Heart disease is the world's leading cause of death. Globally, more than 17 million people died from heart disease last year. In the US, over 1 million people suffer a heart attack each year, and about half of them die.
Heart attacks are usually caused by a clot in the coronary artery, which stops the supply of blood and oxygen to the heart. If the blockage is not treated within a few hours, then it causes the heart muscle to die.
The stem cell trial - titled "The effect of intracoronary reinfusion of bone marrow-derived mononuclear cells (BM-MNC) on allcause mortality in acute myocardial infarction," or "BAMI" for short - has been made possible due to a €5.9 million ($8.1 million) award from the European Commission.
The full study involves 19 partners across France, Germany, Italy, Finland, Denmark, Spain, Belgium, Poland, the Czech Republic and the UK.
Using bone marrow stem cells to prolong life
A total of 3,000 patients will be involved in the trial to test whether life can be prolonged by administering stem cells from the patient's own bone marrow. The stem cells are injected into the patient's heart within 5 days of suffering a heart attack.
BAMI will test whether life can be prolonged by administering stem cells from heart attack patients' own bone marrow.
The doctors behind the study hope that this could increase heart attack patients' survival rates by 25%.
"This trial brings together a powerful partnership of European doctors and scientists to solve a fundamental problem of importance to all people," says Prof.
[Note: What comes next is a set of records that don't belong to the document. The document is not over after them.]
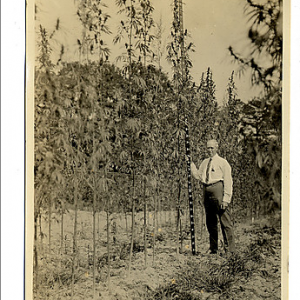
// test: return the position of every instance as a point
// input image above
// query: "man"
(215, 174)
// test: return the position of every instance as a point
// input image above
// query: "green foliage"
(261, 122)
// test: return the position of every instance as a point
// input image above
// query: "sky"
(213, 25)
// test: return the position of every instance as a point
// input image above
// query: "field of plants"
(114, 200)
(160, 272)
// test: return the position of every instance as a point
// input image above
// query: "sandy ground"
(160, 269)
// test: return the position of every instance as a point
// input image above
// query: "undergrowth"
(214, 274)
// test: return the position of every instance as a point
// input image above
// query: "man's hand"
(224, 205)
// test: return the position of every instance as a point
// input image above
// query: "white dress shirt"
(220, 170)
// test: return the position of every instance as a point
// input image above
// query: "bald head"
(212, 147)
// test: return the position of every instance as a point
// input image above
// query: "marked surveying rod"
(187, 138)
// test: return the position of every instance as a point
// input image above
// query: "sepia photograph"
(158, 146)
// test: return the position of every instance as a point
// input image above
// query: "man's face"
(211, 148)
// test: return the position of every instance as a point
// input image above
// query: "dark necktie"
(207, 170)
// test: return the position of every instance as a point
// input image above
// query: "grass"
(213, 274)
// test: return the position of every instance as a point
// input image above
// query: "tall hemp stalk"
(129, 25)
(179, 37)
John Martin, from University College London - one of the partners in the trials.
"It will give an answer about whether adult multi-potential stem cells in their natural environment can treat human disease."
BAMI and REGENERATE
BAMI follows in the steps of three stem cell trials titled "REGENERATE." These trials, conducted by Barts Health NHS Trust in the UK, have been running for 4 years thanks to funding from the charities Heart Cells Foundation, The UK Stem Cell Foundation and Barts Charity.
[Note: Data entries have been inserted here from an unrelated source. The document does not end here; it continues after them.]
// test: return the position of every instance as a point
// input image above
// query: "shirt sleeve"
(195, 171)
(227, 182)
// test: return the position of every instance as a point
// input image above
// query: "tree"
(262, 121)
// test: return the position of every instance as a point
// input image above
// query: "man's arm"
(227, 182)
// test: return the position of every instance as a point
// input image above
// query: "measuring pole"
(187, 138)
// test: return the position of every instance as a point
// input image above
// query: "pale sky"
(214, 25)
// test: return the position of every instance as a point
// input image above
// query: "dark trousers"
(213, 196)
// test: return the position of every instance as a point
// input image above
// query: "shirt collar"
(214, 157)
The REGENERATE trials use bone marrow stem cells to treat patients with ischemic heart disease, acute myocardial infarction and heart failure caused by idiopathic dilated cardiomyopathy.
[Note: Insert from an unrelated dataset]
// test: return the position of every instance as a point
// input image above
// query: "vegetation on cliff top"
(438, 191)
Founder and trustee of Heart Cells Foundation, Jenifer Rosenberg OBE, comments: "On behalf of my fellow trustees and those who have so generously donated to our foundation, I am hugely proud that our own REGENERATE trials have paved the way for this new important European trial."
"The BAMI study is the biggest and most comprehensive trial of its kind in the world," adds trial chief co-ordinator Prof. Anthony Mathur. "It has taken 2 years to get to the point where we are ready to accept patients, but we have now reached that stage and we are all very excited. "
Prof. Mathur adds:
"Our studies will tell us if adult stem cells from bone marrow can repair damaged hearts and, if so, how these cells should be administered to patients. Stem cells are the body's master cells. They are unique because, unlike other cells, they can turn into almost any other type of cell in the body. This study will determine if adult stem cells can save lives in heart attack patients across Europe."
In 2012, Medical News Today reported on a trial in mice that found using stem cells to regenerate dead heart tissue after heart attack is only effective in younger hearts.